There is a reason that realism and art education goes hand in hand. To the best of my knowledge, I don't believe it's possible to learn art without learning realism. This doesn't mean that you need to use realism later on.
So as an example, if you want to create something completely abstract you're going to have an idea in your head of what you want. Let's say you're making a painting. That idea is going to be made up of the components. All paintings are comprised of three moving parts: you have value, color, and edge.
Even if you're making an abstract piece of art, those three components exist. You have to know how to manipulate them in order to get out of your head what you want on canvas.
Art is all about intent. Anybody can throw paint at a canvas but the result is random. The artist that throws paint at a canvas just takes what they get and there is no quality control concerning the artist's intent. It's just luck. There's no skill of any kind, and it's not reproducible in any way, shape, or form.
If you're going to create art, doesn't it make sense that you would want to be able to create the art that you intend? Not to have it be some random result of gravity? You want your work to be based on your intent. And so in order to make art (whether it's hyper-realism or even at the far end of the spectrum, full-blown abstraction) you have to have an intent. This means that you know what you want to produce and then you have to have the skills and the understanding of the components in order to bring that thing to realization in the real world.
You can have all the intent in the world but you need the critical skills to follow through on your intent. If your intent is to create abstract art, you still have to master the other critical skills because there's no way for somebody to know if you actually learning unless they can see the thing you're working on, and your intent is to match that thing.
There are abstract artists who are educated.
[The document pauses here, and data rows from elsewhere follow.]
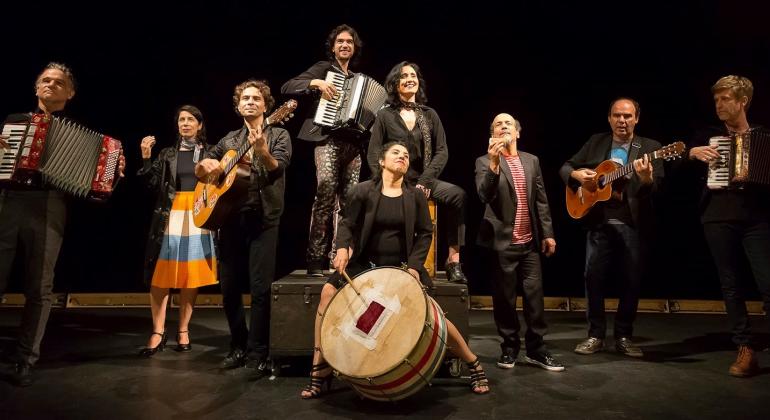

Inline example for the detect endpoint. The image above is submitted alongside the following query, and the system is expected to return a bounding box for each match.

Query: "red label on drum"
[356,302,385,334]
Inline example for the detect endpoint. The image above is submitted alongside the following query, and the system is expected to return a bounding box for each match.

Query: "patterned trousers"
[307,138,361,261]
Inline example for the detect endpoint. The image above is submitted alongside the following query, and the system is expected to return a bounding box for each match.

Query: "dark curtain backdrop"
[0,0,770,298]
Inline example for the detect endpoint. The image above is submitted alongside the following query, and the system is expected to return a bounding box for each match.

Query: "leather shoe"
[729,345,759,378]
[524,350,564,372]
[446,262,468,283]
[219,349,246,369]
[11,363,35,386]
[575,337,604,354]
[615,337,644,357]
[497,349,518,369]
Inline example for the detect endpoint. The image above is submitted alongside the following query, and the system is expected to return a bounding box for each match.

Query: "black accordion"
[313,71,388,133]
[0,114,121,201]
[706,128,770,190]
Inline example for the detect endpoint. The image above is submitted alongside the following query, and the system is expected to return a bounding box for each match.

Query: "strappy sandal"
[466,357,489,395]
[300,362,332,400]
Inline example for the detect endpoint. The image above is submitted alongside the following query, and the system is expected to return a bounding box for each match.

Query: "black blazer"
[281,61,355,142]
[559,133,664,230]
[476,151,554,251]
[205,126,292,227]
[337,180,433,271]
[136,144,212,284]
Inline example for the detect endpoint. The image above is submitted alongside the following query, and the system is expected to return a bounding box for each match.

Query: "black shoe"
[243,354,267,371]
[219,349,246,369]
[446,262,468,283]
[615,337,644,357]
[524,350,564,372]
[139,331,168,357]
[174,331,192,353]
[11,363,35,386]
[307,261,324,277]
[497,349,518,369]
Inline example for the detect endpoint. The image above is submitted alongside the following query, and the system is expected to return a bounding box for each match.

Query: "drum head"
[321,267,428,378]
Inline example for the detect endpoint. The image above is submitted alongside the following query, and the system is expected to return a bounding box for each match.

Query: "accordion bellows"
[313,71,388,133]
[706,128,770,189]
[0,114,121,201]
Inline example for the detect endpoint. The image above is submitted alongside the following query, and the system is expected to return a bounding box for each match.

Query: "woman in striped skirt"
[138,105,217,357]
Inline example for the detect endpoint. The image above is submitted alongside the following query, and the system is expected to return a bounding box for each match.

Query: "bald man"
[476,114,564,372]
[559,98,663,357]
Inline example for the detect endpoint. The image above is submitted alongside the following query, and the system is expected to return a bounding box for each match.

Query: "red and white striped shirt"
[505,156,532,245]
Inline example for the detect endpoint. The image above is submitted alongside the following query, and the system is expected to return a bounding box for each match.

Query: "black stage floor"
[0,308,770,420]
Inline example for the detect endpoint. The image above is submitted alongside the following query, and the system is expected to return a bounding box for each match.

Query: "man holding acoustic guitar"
[559,98,668,357]
[193,80,296,370]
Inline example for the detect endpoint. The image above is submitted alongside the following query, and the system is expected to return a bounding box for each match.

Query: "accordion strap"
[414,106,433,171]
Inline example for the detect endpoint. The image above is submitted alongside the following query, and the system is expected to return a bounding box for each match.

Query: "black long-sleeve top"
[366,105,449,190]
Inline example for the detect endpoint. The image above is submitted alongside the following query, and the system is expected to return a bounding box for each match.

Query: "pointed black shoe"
[174,331,192,353]
[11,363,35,387]
[139,331,168,357]
[446,262,468,284]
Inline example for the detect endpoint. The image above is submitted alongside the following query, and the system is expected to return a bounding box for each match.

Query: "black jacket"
[136,145,211,284]
[337,180,433,271]
[366,105,449,190]
[205,126,291,227]
[281,61,357,142]
[559,133,664,232]
[476,151,554,251]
They understand the components of making art. And the way that you know is that their work is consistent from painting the painting. It's abstract but it's beautiful. Their control of color and temperature, they can make a painting vibrate, how they play one edge against another. These artists understand exactly what they're doing but they didn't learn that through abstract painting. They learned that through realistic painting, and then they applied that understanding to abstract.
When you're looking for an education, it's important to be able to measure your skills based on what you're doing because the subject matter is easily recognized. It's also important that your teacher can measure your skill set based on being able to see the subject you're working on. That's another reason that we work from direct observation at Evolve; we work from photographs but also from things in the real world. Realism offers our students a starting point from which they can launch themselves into an infinite number of artistic styles.